Usage: proofpoint.tap.siem.messages.blocked [options]
Options:
--help : Display the command usage.
--debug : Show verbose debug output.
--yield : Yield newly created nodes.
--filter-recipients <filter_recipients>: Filter the results by recipient email address. Can be single or multiple email
addresses.
--min-time <min_time> : Specify the minimum time to start retrieving results. (default: -1hour)
--max-time <max_time> : Specify the maximum time to stop retrieving results. (default: now)
--since-last : Fetch the results since the last run of the command with --since-last specified.
--no-threat-info : Do not fetch threat information.
--config <config> : The name of the custom configuration to use.
The command is accessible to users with one or more of the following permissions:
power-ups.proofpoint.adminpower-ups.proofpoint.user
proofpoint.tap.threats.get
Enrich data with Proofpoint threat forensics information.

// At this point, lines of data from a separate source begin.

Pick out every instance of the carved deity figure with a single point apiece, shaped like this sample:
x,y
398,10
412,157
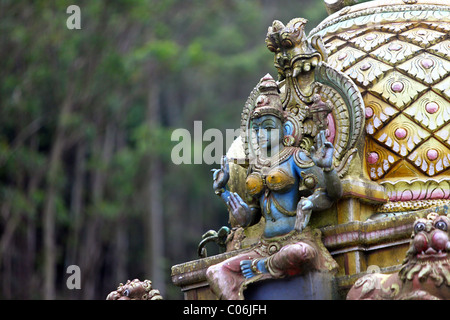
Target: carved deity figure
x,y
284,185
425,273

The Forensics endpoint pulls forensic evidence about threats observed in
their environment.
The threat ID can be specified with the --threat-id argument, or an inbound risk:alert node.
Examples:
// Fetch threat information for a specific threat ID
proofpoint.tap.threats.get --threat-id 0ff0ee396f7dc349b7348ffa32c3163e79e3301a6fcaabda2b0ae4f847da3066
// Fetch threat information for a specific threat ID and yield the results
proofpoint.tap.threats.get --threat-id 0ff0ee396f7dc349b7348ffa32c3163e79e3301a6fcaabda2b0ae4f847da3066 --yield
Endpoints:
/v2/threat/summary/{id} : Fetch detailed attributes about an individual threat identified by a Threat ID.
/v2/forensics : Fetch the forensics information for a specific threat or campaign.
Usage: proofpoint.tap.threats.get [options]
Options:
--help : Display the command usage.
--debug : Show verbose debug output.
--yield : No help available.
--config <config> : The name of the custom configuration to use.
--threat-id <threat_id> : The ID of the threat to fetch.
--no-forensics : Do not fetch forensics data.
Inputs:
risk:alert : The risk:alert node to fetch.
The command is accessible to users with one or more of the following permissions:
power-ups.proofpoint.adminpower-ups.proofpoint.user
Storm Modules
This package does not export any Storm APIs.